Si potrebbe riaprire l’infinito casus belli della “morte del (math)rock” parlando dell’album numero cinque (e mezzo) del trio italiano. Riproposizione di uno standard ormai storicizzato o necessità di sorprendenti svolte a gomito? Nessuna delle due ed entrambe, perché nel caso dei bolognesi Three Second Kiss la classe non è mai stata acqua e i tempi geologici che Sergio Carlini, Massimo Mosca e Sasha Tilotta mettono tra una uscita e l’altra – ne sono già passati quattro di anni da Long Distance, per dire – stanno a significare riflessione e approfondimento, lavoro incessante sulla propria materia musicale e continuità. E così se per incensare l’album precedente ne parlavamo come dei nuovi Shellac, non per paragonare i tre al trio americano, quanto per dimostrarne coerenza e spessore, ora ci ritroviamo nel mezzo del guado.

I TSK sono quelli che conoscevamo: nervosi, mathematici, accesi dal sacro fuoco dell’irrequietezza e della spigolosità, ma questa volta sono anche altro. Più ragionati, a volte melodici, si direbbe, di sicuro meno irruenti e affilati, specie nelle timbriche delle chitarre di Carlini (che c'entri l'esordio in solo con Jowjo?). Sempre alla ricerca di una quadratura ormai nota tra pancia e cervello, tensione e rilascio, ma che stavolta tende verso lande più evocative e meno dirette. Arzigogoli e melodie che si rifrangono e ricompongono appoggiati su una sezione ritmica mai come ora all’unisono, con connaturate tracce di un qualcosa di sognante e romantico.

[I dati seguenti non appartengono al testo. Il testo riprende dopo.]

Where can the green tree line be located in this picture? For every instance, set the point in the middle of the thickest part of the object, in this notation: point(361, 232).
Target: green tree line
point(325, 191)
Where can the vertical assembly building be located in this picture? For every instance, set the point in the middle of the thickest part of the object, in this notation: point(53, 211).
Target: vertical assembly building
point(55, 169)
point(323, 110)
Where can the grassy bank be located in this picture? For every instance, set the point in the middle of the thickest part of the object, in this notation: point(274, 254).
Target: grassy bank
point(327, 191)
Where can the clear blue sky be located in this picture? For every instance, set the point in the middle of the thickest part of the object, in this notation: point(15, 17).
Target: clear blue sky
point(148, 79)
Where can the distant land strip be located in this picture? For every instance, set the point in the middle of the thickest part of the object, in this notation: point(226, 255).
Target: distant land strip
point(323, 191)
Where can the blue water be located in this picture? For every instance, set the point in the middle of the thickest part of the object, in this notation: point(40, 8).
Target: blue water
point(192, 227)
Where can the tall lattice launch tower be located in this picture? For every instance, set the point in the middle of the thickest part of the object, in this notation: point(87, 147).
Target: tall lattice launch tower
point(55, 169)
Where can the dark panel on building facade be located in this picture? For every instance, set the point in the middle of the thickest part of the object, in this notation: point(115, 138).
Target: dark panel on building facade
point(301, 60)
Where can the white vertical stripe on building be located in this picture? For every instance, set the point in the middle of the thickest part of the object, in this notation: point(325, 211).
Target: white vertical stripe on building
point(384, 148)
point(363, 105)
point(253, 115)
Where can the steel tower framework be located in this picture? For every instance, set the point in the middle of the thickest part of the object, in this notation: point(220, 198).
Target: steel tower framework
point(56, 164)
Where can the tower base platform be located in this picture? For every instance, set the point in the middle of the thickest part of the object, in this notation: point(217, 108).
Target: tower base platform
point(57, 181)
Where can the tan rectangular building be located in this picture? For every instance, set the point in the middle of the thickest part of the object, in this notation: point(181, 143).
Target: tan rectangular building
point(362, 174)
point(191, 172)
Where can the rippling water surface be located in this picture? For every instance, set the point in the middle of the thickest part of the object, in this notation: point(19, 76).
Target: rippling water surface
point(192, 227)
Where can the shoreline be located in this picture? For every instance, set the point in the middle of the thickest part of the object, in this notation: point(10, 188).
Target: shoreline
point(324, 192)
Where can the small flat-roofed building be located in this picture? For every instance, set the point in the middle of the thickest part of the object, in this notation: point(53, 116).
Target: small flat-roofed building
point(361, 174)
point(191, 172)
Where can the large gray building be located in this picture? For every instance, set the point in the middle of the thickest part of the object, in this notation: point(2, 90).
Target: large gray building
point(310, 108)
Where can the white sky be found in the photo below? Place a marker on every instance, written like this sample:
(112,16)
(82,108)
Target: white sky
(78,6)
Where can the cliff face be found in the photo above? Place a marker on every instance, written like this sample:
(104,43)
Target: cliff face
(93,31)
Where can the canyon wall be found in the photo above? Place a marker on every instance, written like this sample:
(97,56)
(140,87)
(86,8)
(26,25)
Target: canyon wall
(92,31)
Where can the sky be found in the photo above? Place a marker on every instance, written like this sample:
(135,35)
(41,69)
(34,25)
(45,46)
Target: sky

L’opener Caterpillar Tracks Haircut con quell’organo che più datato e fuori fase non si può, mette già sull’avviso: gli intarsi chitarristici e l’indolenza vocale di The Sky Is Mine a far da presagio al crescendo tempestoso della parte centrale o le tessiture a incastro dei migliori June Of 44 rese sotto la lente dell’indolenza, prima, e della cavalcata tempestosa, poi (A Catastrophe Outside), la sad-mathy-song In Winter, The Sun Shines Over The Bridge, sono alcuni esempi di un lavoro prezioso e elaboratissimo. Che sceglie la via della ricerca e mai si adagia sul già fatto ma allunga lo sguardo verso nuove modalità.

La “convocazione” per l’ATP festival di fine mese non è che l’ennesima dimostrazione di una stima guadagnata senza sbandierare nulla, a parte la propria classe.